BY DAYO OLOPADE | JUNE 24, 2010
When I touched down in Lagos, Nigeria, this week, the first thing I did was buy a cell phone. The city's Saka Tinubu district hosts dozens of mobile vendors arrayed in small shops, piled high with all the major brands: Nokia, Motorola, Samsung. Among them is Belle-Vista Phone Warehouse, which styles itself as a "Blackberry Outlet." Young professionals stopped by after working hours to scoop up the Storm, the Curve, and other popular smartphones nestled in the display cases. Apple's iPhone -- ubiquitous in American cities, and about to become more so with the release of the product's much-anticipated version 4 today -- was nowhere to be seen.
The best-kept secret about Africa in the last decade is the continent's rapid and creative adoption of modern technology. African countries have for the most part leapfrogged the technologies of the late 20th century to adopt those of the early 21st en masse. There are now 10 times as many cell phones as land lines in sub-Saharan Africa, and since 2004, the region's year-over-year growth has been the highest in the world. When Nokia's billionth handset was sold in 2000, it was in Nigeria.
Africa is a multimillion-dollar mobile market, and plenty of the major technology companies, Western and otherwise, are there already. Multinational telecoms like MTN, Safaricom, and Zain are competing to cover a continent of 500 million mobile consumers, improving connectivity and dropping prices. Low-tech Chinese imports and no-contract, prepaid plans have made the technology easily accessible; Belle-Vista alone sells 500 phones a month. Nokia, which established its first African research center in Nairobi in 2008, has just unveiled a telephone that will allow consumers used to toggling between two or three devices to use multiple SIM cards in the same phone. BlackBerry has likewise responded to explosive demand by opening an office in Nigeria this year. Google, whose Android operating system is the strongest competitor to the iPhone, has had a presence on the continent since 2007 and now operates in 45 African countries, hiring and training African developers to convert its well-known suite of Web applications (Maps, News, Finance) for local use -- often over mobile devices.
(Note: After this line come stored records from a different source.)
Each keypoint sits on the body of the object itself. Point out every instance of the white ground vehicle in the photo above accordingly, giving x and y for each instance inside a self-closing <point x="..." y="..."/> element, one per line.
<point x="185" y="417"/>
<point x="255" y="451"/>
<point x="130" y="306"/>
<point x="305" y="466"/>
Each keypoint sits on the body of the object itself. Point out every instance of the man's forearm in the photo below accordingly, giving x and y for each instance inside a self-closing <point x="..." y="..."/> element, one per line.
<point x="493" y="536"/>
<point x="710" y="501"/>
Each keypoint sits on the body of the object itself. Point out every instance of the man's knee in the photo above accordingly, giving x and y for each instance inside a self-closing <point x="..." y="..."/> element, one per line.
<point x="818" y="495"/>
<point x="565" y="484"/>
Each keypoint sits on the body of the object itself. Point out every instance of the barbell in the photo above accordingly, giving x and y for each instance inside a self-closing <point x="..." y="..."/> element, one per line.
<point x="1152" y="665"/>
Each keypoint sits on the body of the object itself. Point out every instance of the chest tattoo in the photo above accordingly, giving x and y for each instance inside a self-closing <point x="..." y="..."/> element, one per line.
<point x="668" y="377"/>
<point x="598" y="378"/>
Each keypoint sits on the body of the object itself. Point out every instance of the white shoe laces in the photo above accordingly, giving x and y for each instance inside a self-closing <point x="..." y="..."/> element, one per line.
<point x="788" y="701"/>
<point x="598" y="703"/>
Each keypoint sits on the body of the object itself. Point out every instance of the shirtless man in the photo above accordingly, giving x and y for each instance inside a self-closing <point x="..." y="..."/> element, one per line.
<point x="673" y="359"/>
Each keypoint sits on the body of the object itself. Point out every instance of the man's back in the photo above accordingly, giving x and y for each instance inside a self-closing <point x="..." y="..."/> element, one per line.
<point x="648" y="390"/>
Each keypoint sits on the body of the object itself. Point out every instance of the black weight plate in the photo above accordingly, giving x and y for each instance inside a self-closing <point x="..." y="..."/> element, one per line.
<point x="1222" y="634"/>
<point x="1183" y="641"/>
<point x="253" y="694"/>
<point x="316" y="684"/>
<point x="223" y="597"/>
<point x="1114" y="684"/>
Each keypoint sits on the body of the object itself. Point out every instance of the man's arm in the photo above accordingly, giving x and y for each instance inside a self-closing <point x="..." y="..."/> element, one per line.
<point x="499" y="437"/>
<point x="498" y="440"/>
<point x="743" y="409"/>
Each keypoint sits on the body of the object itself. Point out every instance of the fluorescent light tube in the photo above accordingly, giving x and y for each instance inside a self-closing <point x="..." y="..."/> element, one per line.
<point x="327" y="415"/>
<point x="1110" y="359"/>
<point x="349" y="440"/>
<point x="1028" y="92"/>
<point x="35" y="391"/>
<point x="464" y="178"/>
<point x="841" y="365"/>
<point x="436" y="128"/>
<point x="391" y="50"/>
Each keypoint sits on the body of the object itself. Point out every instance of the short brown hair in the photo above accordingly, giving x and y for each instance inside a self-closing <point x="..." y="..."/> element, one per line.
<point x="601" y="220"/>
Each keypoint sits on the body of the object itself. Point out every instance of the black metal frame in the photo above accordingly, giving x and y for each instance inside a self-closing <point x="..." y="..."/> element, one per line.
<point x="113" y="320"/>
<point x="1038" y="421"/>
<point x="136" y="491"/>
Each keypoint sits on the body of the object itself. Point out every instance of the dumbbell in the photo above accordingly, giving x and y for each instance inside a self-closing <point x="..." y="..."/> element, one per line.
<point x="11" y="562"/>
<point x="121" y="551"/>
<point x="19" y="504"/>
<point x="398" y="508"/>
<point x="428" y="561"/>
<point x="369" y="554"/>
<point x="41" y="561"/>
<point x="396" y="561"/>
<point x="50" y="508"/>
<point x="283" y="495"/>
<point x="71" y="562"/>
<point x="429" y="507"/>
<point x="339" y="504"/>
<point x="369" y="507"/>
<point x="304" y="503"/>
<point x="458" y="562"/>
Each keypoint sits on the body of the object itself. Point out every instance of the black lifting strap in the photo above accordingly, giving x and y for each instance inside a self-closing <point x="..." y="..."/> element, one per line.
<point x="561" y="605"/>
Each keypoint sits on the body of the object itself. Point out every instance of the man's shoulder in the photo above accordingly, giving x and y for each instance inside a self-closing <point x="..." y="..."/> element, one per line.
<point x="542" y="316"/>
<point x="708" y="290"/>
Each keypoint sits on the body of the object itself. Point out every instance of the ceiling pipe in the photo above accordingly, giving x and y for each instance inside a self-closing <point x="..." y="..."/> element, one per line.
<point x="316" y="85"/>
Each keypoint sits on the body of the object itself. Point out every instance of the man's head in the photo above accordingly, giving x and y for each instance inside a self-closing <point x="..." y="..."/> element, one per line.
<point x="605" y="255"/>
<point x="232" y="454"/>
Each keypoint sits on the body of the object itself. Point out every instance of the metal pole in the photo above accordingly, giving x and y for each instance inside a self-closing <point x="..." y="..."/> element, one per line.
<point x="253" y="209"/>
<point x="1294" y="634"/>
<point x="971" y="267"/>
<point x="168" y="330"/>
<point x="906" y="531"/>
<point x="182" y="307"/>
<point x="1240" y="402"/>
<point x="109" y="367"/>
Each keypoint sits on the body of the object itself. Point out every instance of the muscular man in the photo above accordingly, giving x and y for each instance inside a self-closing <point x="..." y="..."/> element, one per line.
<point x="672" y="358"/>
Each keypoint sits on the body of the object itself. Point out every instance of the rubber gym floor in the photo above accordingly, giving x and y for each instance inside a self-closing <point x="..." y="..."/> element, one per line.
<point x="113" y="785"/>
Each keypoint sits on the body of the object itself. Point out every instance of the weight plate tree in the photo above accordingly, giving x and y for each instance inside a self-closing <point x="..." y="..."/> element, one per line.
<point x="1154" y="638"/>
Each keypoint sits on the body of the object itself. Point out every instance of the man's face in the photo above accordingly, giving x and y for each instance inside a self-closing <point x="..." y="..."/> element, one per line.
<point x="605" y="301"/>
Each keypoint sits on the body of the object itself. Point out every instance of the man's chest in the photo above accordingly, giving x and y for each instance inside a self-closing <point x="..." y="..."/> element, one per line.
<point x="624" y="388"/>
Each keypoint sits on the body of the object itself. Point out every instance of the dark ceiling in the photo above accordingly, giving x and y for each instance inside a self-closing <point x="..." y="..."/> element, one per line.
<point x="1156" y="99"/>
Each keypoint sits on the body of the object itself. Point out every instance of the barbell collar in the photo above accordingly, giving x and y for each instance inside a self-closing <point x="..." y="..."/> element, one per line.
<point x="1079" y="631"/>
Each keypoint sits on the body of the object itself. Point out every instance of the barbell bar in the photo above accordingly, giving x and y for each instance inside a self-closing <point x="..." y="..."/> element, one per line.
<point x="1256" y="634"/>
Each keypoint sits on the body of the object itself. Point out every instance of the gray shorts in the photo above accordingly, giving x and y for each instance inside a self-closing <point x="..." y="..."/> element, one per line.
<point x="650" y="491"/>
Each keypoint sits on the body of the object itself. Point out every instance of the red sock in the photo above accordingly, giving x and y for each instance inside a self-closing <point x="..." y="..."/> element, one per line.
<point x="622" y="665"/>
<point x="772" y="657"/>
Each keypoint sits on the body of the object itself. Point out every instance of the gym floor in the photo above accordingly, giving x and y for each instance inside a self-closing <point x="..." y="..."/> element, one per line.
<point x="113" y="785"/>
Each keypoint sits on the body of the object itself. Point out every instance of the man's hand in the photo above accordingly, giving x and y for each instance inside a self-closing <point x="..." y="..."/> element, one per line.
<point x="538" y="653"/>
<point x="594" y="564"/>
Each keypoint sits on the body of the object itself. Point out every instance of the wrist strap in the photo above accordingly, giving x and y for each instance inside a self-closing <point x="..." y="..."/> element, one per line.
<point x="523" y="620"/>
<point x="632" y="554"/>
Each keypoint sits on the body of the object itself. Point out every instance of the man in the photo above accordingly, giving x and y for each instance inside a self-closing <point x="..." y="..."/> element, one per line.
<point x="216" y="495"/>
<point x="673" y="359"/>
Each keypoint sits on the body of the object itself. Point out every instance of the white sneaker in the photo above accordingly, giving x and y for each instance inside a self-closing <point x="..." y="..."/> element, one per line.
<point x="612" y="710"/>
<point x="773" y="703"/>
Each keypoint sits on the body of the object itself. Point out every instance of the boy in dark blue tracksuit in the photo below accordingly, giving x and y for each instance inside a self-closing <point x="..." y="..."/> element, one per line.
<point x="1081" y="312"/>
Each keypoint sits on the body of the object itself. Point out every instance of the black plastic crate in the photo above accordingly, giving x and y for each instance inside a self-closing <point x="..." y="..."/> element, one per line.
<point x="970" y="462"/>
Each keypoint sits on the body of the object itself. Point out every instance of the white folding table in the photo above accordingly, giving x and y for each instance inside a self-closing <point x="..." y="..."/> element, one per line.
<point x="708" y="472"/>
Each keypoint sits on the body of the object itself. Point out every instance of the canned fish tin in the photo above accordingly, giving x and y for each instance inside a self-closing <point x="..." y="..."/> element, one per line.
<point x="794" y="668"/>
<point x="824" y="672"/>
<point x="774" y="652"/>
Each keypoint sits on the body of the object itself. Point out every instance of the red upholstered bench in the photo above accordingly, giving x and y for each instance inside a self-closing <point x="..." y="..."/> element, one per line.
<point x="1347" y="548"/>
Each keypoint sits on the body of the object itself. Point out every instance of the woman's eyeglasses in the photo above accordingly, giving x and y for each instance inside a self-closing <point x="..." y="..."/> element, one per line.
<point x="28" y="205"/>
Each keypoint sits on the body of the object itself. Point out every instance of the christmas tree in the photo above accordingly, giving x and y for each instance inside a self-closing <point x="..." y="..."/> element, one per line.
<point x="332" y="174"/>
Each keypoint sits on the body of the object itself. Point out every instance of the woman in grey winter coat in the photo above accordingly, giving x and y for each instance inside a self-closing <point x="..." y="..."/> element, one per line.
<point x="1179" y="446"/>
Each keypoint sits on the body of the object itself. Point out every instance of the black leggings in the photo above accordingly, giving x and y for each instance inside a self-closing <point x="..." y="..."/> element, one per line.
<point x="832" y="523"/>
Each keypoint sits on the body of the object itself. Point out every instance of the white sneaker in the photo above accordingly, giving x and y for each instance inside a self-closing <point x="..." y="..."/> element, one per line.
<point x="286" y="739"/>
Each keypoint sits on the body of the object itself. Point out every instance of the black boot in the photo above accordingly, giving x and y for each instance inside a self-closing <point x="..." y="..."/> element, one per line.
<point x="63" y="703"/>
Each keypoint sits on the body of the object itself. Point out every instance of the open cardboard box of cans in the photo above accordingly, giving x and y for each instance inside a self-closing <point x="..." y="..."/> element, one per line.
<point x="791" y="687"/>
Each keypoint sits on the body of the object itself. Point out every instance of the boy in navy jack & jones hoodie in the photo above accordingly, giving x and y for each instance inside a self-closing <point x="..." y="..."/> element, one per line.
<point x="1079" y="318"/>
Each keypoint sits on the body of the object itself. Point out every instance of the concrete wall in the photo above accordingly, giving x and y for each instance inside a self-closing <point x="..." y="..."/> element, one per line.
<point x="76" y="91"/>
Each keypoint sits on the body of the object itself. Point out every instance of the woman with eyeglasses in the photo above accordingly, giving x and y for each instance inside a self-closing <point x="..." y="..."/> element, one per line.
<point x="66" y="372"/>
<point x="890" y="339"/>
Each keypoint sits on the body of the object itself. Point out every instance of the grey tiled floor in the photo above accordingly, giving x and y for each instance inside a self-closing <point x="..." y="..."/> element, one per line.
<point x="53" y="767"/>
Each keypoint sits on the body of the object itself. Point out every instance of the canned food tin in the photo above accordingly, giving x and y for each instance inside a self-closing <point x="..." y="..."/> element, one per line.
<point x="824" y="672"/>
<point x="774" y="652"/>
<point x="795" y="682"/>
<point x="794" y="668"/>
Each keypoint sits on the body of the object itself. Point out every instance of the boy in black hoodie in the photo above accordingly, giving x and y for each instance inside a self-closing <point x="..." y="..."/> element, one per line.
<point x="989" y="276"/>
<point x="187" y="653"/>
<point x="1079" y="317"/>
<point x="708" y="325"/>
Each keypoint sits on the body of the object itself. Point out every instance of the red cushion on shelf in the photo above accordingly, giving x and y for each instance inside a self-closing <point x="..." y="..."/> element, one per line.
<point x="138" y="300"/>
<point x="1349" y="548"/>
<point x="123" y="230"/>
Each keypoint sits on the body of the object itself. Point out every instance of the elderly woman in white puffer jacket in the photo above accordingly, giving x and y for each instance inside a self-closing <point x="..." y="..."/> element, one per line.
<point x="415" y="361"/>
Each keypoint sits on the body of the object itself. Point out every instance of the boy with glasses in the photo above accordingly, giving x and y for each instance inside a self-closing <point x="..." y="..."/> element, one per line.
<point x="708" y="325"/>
These companies and their technologies are opening a line into the flattening world we've heard so much about, creating markets, enabling information access, and building relationships in ways that have changed poor countries from the bottom up. But it's hardly philanthropic work -- market leader Nokia's regional revenues were 1 billion euros in 2009, and Research In Motion, named Fortune's fastest-growing global firm in 2010, sold 1 million BlackBerries last year in South Africa alone.
So where is Apple?
The earlier-generation iPhones are, ostensibly, available on the continent -- Vodacom, a subsidiary of British Vodafone, signed a 10-country distribution deal with Apple in 2008 that included South Africa and Egypt, and the phones do work on local networks. Vodacom has also announced that it will distribute and service the iPhone4 in Africa in the near future. But for the vast majority of Africans, Apple effectively doesn't exist. The iTunes store's music offerings have never been available on the continent; African IP addresses are blocked. The iPhone goes for $1,000 at local retailers -- 10 times the current U.S. price for the same model, a big-enough markup that most iPhones on the continent are purchased abroad instead -- and because of limited bandwidth and apps availability, owning one is "like having a Maserati in traffic," according to Tayo Oviosu, CEO of Pagatech, a mobile banking firm in Nigeria.
This is a shame, considering what even inexpensive, basic cell phones have done for Africa. In poor countries, cell-phone penetration has been linked to positive economic and developmental outcomes. A 2006 study of emerging markets suggests that a 10 percent increase in mobile penetration correlates with a 0.6 percentage point increase in economic growth rates. In Africa, the trend is lifting all boats: A fisherwoman without refrigeration in the Democratic Republic of the Congo can keep her catch on the line in the water, waiting for customers to call; selling access to a mobile phone in poor or rural areas of Uganda has become a viable business model. Professionals stuck in Johannesburg traffic make deals on their BlackBerries; demand for skilled labor in the information and communication technology sector has created 400,000 jobs in Nigeria since 2000.